For those who have been around a long time – or those who read my book about the founding of Sakai, you know how strongly I feel about addressing technical debt in a project like Sakai.

Sakai-21 is coming out in a quicker time scale than usual so we can target a release by the end of the year. This has meant that some things like the all new Lessons got pushed to Sakai-22 – even though Dave Bauer gave us a nice facelift of the existing Lessons at the last minute.

But even in that short time scale some really amazing work has been done on technical debt inside the Sakai code base. Java is still a great choice for web applications – and Java just keeps improving – but we need to keep up to build better features using the latest that Java has to offer.

There are two major things in Sakai-21 that no user will ever see – but are critical to us from an infrastructure perspective:

– Spring and Hibernate have been upgraded to the latest versions – this is the first time we have not been running a “back-level” version of these libraries. It is a lot of work to upgrade these libraries and when it is all done – you just see the exact same Sakai UI as before. But they are essential to give us a strong platform to build upon.

– The cluster coordination has been replaced with Apache Ignite – which is a Redis-like product that does not require a separate server. When a school moves from one to many app servers, somehow these servers need to coordinate things through distributed “caches” – Hibernate uses these caches and things like the authorization service (who can do what to which object?) uses caching as well for performance. Back in 2005 we used the database as a distributed cache – which severely limited our ability to scale. Ignite is fast, efficient, open source and does not require any additional server deployment. (We do need to get it to quiet down in the logs a bit :) ).

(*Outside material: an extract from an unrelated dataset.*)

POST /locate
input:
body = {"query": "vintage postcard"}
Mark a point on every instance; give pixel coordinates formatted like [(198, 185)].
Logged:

Both of these things are very challenging technical efforts that take effort away from things that users see. But these investments are essential to keep our product performing well, based on supported libraries, and make new developments much easier.

As an example, I am adding a cluster-wide cache for the keys used to generate and check OAuth tokens for the LTI Advantage API (SAK-44195) for Sakai-21. This is essential (a) for performance, and (b) so that API calls can be spread across a Sakai cluster for larger schools.

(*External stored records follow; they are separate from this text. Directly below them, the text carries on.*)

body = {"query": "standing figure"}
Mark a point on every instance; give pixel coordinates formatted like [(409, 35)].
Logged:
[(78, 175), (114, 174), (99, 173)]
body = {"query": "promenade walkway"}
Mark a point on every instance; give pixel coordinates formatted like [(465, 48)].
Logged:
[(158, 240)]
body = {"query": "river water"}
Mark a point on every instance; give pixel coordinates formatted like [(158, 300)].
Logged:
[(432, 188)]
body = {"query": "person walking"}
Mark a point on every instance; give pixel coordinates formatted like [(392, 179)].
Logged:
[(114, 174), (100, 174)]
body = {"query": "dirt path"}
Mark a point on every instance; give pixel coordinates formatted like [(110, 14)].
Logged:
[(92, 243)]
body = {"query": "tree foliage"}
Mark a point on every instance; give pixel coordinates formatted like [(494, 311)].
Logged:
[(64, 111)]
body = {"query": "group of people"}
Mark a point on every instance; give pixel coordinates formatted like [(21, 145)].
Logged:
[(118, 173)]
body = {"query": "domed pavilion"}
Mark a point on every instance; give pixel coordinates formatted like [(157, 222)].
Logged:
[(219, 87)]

Because of the amazing Ignite work that Earle has done, the following is how you create and use a cluster-wide cache in Sakai:

Ignite ignite = (Ignite) ComponentManager.get(“org.sakaiproject.ignite.SakaiIgnite”);
IgniteCache<String, String> igniteCache = ignite.getOrCreateCache(“blisCache”);

igniteCache.put(“42”, “HHGTG”);

Literally in two lines of Java I create or connect to a scalable distributed key value store in Sakai that just works. This is the magic of what Earle has done in his Ignite project. Take something very complex inside of our code base and reduce it to two lines of code.

Adding this new infrastructure will allow us to remove a lot of cruft from the Sakai code base over the years and really improve the performance and scalability of Sakai going forward and gets us one step closer to our goals for the Sakai infrastructure.

So thanks to Earle and others who built and tested these great contributions to Sakai-21.